This blog is my attempt to keep track of some of the things I learn along the way, with my Canon 7D, G12 and accessories. All images copyright Brad Calkins, not to be used without permission (or purchase). I do not attempt to monetize my blog, other than to promote my stock photo portfolio on Dreamstime.

Wednesday, December 23, 2009

Do we need a new Sunny 16 rule?

Many photographers who have been around for a while will be familiar with the 'Sunny 16' rule. On a sunny day you set the aperture to f/16, and the shutter speed to 1/(ISO). If you camera is set to ISO 100 you'd use 1/125, or 1/90 as the shutter speed. Rules are useful, as far as they go, and as cameras have had meters added it becomes less useful.

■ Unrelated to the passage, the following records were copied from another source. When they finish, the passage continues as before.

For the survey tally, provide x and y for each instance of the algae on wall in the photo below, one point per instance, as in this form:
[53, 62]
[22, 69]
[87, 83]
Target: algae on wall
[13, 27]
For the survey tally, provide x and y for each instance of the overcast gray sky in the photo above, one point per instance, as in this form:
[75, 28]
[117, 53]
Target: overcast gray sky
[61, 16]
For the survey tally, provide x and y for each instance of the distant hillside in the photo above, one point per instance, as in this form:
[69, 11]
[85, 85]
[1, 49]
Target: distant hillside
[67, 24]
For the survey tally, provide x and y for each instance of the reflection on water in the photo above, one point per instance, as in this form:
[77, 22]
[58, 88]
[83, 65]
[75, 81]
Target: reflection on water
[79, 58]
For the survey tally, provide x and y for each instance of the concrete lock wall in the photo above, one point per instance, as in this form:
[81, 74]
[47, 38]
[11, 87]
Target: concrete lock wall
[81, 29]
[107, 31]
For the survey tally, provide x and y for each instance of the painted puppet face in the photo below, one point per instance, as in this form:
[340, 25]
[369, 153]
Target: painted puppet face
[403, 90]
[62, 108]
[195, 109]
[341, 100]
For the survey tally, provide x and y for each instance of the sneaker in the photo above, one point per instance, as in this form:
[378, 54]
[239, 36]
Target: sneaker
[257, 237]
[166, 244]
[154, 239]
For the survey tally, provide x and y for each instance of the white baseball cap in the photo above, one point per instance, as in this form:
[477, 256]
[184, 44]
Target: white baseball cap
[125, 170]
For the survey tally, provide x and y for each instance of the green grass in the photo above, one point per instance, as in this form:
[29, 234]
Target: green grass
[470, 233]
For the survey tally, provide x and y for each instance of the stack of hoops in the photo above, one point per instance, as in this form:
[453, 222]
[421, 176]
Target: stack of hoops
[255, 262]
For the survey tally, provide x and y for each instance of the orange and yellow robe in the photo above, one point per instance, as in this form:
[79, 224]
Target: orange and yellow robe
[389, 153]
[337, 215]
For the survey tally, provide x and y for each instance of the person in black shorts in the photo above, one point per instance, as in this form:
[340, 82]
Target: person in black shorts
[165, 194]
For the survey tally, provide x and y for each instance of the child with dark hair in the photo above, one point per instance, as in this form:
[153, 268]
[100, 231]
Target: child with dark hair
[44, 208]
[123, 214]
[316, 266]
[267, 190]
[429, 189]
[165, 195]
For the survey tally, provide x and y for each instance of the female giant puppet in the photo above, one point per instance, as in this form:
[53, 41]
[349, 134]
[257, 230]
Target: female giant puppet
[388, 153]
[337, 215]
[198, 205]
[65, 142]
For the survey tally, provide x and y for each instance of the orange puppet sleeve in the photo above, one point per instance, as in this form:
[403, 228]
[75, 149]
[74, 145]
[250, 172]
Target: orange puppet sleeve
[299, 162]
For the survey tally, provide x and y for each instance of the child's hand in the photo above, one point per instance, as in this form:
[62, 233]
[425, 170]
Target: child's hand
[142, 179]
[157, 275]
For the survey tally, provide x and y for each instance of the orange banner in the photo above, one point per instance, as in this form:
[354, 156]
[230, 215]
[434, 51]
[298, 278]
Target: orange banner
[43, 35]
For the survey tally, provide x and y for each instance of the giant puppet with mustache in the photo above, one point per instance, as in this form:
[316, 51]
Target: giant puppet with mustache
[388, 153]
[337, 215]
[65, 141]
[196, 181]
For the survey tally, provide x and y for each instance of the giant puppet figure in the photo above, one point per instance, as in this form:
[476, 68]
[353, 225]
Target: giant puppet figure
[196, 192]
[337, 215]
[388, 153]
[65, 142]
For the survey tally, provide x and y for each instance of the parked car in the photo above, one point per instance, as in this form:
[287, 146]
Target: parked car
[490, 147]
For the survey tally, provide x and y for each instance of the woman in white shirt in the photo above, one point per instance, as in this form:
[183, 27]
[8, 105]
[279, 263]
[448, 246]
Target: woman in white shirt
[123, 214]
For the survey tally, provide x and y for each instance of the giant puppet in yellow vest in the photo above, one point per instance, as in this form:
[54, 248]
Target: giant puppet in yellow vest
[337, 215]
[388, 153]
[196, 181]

People do still like to shoot in manual, though, and it is still relevant to have a place to start for exposure - especially for white or black subjects which you'd have to compensate for if you used the meter. I'd like to suggest, however, that the rule needs an update - shooting at f/16 just isn't a good idea with today's digital sensors. Most sensors these days (APS-C or micro 4/3, anyways) start to hit the limits of diffraction by f/16. It is better to shoot at f/8, or even f/5.6. On a digital compact like the G10 you don't even have f/16 as an option! Note that I'm talking about using f/5.6 or f/8 as a starting point - there are good reason to use f/16, even with diffraction...

So here is my new 'Sunny 8' rule:

On a sunny day, set the aperture to f/8 and the shutter to twice the ISO speed.

Note that these days shutter speed are displayed as their reciprocal (at least on my 40D's top LCD and in the viewfinder), so why not lose the 'one over' part and just tell it like you set it!